Measuring System Performance on a Forefront Threat Management Gateway (TMG) 2010 Firewall (Part 2)

If you would like to be notified of when Richard Hicks releases the next part in this article series please sign up to our ISAserver.org Real Time Article newsletter.

If you would like to read the first part in this article series please go to Measuring System Performance on a Forefront Threat Management Gateway (TMG) 2010 Firewall (Part 1).

Introduction

Many administrators tremble with fear when it comes to troubleshooting performance issues on the Forefront TMG firewall. As I outlined in part one of this series, using a methodical and systematic approach to data gathering and analysis can make this process much less daunting. By assessing the utilization of the four main computing subsystems – CPU, memory, network, and disk – the TMG administrator can easily determine if the TMG firewall is exhibiting signs of bottlenecks and suffering from resource constraints. Frequently a poorly performing TMG firewall can be remedied simply by adding capacity or reducing demand. However, there are times when all of the basic performance indicators appear to be normal and within acceptable parameters, yet TMG is still running slow. In part two of this series I’ll demonstrate how to collect and assess performance data from the Forefront TMG firewall itself.

TMG Specific Data

If TMG performance is still substandard after you’ve determined there are no bottlenecks or resource constraints with the CPU, memory, disk, or networking subsystems, digging deeper in to the TMG firewall using the Windows Performance Monitor (perfmon) will be necessary. Here we’ll look closely at several counters for the Forefront TMG Firewall Packet Engine, Forefront TMG Firewall Service, and Forefront TMG Web Proxy objects.
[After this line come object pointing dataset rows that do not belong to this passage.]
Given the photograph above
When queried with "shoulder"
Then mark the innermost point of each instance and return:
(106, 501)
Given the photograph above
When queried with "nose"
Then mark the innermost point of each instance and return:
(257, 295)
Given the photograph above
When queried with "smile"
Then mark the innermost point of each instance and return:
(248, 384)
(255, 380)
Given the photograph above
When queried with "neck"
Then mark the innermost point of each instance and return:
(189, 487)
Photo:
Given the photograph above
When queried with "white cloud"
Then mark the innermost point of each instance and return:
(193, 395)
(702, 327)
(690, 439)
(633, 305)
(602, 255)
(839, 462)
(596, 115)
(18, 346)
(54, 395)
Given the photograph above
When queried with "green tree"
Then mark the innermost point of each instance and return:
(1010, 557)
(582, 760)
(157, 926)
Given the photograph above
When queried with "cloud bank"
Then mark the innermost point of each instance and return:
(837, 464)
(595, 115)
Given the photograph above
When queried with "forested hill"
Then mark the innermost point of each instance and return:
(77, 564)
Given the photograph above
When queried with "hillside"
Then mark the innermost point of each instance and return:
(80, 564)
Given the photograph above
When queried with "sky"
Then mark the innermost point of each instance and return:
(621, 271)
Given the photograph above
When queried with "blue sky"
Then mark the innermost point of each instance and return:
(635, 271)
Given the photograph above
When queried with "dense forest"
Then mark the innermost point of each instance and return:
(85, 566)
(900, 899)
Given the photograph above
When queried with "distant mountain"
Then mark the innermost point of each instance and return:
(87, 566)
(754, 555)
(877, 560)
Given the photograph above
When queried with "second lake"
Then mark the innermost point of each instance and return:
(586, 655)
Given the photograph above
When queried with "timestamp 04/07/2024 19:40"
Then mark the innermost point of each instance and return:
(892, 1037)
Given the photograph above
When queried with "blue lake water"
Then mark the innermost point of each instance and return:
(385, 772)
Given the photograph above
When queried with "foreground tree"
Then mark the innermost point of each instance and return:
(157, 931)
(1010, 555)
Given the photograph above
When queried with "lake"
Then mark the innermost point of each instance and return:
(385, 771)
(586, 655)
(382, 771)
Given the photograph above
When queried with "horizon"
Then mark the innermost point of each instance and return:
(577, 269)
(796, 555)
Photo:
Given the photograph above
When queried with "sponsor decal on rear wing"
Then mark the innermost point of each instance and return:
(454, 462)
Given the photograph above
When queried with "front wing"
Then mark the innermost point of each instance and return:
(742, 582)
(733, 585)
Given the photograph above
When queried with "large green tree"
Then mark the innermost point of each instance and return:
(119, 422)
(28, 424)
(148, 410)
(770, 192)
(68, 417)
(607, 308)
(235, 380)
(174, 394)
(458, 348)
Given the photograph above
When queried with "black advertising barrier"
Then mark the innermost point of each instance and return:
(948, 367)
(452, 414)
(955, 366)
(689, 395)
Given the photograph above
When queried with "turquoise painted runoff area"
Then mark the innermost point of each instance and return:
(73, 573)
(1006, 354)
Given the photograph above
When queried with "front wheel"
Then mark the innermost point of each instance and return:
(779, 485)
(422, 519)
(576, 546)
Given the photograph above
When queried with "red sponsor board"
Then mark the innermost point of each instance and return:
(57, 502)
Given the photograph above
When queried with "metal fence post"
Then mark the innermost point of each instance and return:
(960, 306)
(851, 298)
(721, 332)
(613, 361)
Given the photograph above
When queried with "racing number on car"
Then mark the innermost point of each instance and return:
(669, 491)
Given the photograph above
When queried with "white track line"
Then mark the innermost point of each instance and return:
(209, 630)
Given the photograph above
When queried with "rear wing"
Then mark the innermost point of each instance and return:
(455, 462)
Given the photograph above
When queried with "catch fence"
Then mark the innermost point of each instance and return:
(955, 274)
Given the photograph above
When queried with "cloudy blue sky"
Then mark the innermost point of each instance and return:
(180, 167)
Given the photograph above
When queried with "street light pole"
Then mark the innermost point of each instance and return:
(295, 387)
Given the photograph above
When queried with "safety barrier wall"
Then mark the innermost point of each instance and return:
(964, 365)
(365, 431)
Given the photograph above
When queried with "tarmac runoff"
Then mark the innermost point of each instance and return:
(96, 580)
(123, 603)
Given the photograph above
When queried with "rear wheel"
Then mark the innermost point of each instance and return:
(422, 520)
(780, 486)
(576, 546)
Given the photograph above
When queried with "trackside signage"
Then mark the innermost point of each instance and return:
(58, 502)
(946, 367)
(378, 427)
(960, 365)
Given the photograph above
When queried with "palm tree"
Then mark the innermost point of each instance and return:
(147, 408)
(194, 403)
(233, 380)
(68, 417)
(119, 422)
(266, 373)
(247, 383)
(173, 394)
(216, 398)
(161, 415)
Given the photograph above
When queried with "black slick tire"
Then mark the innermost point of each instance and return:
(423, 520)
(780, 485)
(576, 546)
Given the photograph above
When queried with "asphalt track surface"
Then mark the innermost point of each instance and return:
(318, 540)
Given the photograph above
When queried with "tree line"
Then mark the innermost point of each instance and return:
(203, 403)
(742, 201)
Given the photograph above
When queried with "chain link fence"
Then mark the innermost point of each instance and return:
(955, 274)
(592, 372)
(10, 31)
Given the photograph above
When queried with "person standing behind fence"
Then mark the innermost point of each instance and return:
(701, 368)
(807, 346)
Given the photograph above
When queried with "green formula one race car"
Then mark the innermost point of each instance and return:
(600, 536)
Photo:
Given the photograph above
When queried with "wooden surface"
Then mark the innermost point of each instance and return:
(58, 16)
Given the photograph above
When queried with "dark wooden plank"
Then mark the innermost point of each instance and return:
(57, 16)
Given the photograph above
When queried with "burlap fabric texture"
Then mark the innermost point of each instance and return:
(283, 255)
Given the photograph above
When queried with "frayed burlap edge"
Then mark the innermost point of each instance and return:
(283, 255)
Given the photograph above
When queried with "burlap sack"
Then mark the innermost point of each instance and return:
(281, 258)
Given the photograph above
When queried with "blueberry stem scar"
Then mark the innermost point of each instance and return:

Forefront TMG Firewall Packet Engine Object

Begin by opening the Windows Performance monitor by clicking on the Start button, then clicking Run. Enter perfmon.exe and click Ok. After the Performance Monitor appears, click the Performance Monitor node in the navigation tree on the left. Delete the default %Processor Time counter, then right-click anywhere in the Performance Monitor window and select the option to Add Counters from the context menu or simply click the green plus sign at the top of the window. Scroll down and expand the Forefront TMG Firewall Packet Engine object, then select the Backlogged Packets counter and click Add.


Figure 1

There is no specific threshold for this counter, but lower is definitely better. Backlogged packets can also have an impact on Dropped Packets/sec counter. If Backlogged Packets and Dropped Packets/sec rise together, or if there is a rise in Backlogged Packets that precedes an immediate rise in dropped packets, this is a good indication that the TMG firewall may not have enough capacity to handle the current volume of traffic. If this consistently occurs after you observe the Active Connections counter plateau, this may also indicate a bottleneck or capacity constraint with one of TMG’s dependent systems such as DNS or Active Directory. In addition, if the Dropped Packets/sec counter indicates an increase without a corresponding rise in backlogged packets, this might indicate that the TMG firewall is processing a lot of malicious traffic or is under attack.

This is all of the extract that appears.